In sich hinein lachend verschwand der Wolf zwischen einigen Wurzeln und Ästen, unbewußt der Tatsache, daß er erfolgreich war, wo kurz zuvor ein Hase gescheitert war.
Nur seine Schwanzspitze sah sie noch verschwinden, bevor ein paar kräfteraubende Schläge sie wieder Höhe gewinnen ließen. Verdammt, er wußte genau wie sehr sie es haßte so genannt zu werden. Taube. Wie konnte er es nur wagen, sie mit diesen verabscheuungswürdigen Vögeln zu vergleichen. Tauben waren Beute. Sie aber ein Jäger.
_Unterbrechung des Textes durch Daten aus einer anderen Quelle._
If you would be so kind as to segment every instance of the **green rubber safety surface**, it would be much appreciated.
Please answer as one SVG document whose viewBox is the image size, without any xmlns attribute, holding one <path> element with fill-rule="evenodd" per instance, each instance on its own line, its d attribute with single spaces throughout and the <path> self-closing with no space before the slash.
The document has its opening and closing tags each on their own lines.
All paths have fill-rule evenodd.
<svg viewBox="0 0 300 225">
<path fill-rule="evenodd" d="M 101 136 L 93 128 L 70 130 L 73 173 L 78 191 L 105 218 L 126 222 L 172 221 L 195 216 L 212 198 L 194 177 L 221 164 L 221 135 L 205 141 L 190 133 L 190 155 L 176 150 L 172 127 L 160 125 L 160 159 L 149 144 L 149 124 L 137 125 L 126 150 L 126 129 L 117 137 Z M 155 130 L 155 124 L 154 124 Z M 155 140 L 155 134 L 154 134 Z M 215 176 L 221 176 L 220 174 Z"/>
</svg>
Ihre Verärgerung war jedoch nicht so groß, daß sie ein verräterisches Anzeichen, das ihr die Gegenwart eines weiteren Waldbewohners verriet, übersehen hätte. 
Als sie erkannte was da so sorglos einem Wildwechsel folgte, wurde ihre Verärgerung durch ein anderes Gefühl ersetzt.
Ihre Gedanken glitten suchend dem Geiste des Wolfes entgegen und fanden ihn nicht weit entfernt geschützt unter den weitausladenden Ästen eines alten Baumes kauern. Seine jungenhafte Erheiterung schlug ihr entgegen.
"Hör auf zu spielen, Schattenläufer, ich habe Beute für uns", tadelte sie ihn mit einem schroffen Unterton.
Sofort hatte sie das Interesse des Wolfes, schließlich war es ein gutes Gefühl sie zu necken, aber alleine deswegen war er nicht hier. Er wollte satt werden. "Wo?" dachte er eifrig.
Sie beschrieb es ihm und drängte ihn sich zu beeilen: "Mach schnell, der Bursche hat es eilig. Und wie ich dich kenne bist du zu faul für eine ausgedehnte Jagd."
"Ich erwische ihn schon", sandte ihr der Wolf. Was bildete sie sich überhaupt ein. Sie vergaß wohl einmal mehr, daß er hier die Drecksarbeit machte. Anscheinend hatte er sie härter getroffen als er es beabsichtigt hatte. Aber egal. Er würde auch ohne sie zurechtkommen wenn es nötig war. Und sie ohne ihn, aber dieser Gedanke rührte nur kurz an seinem Bewußtsein. 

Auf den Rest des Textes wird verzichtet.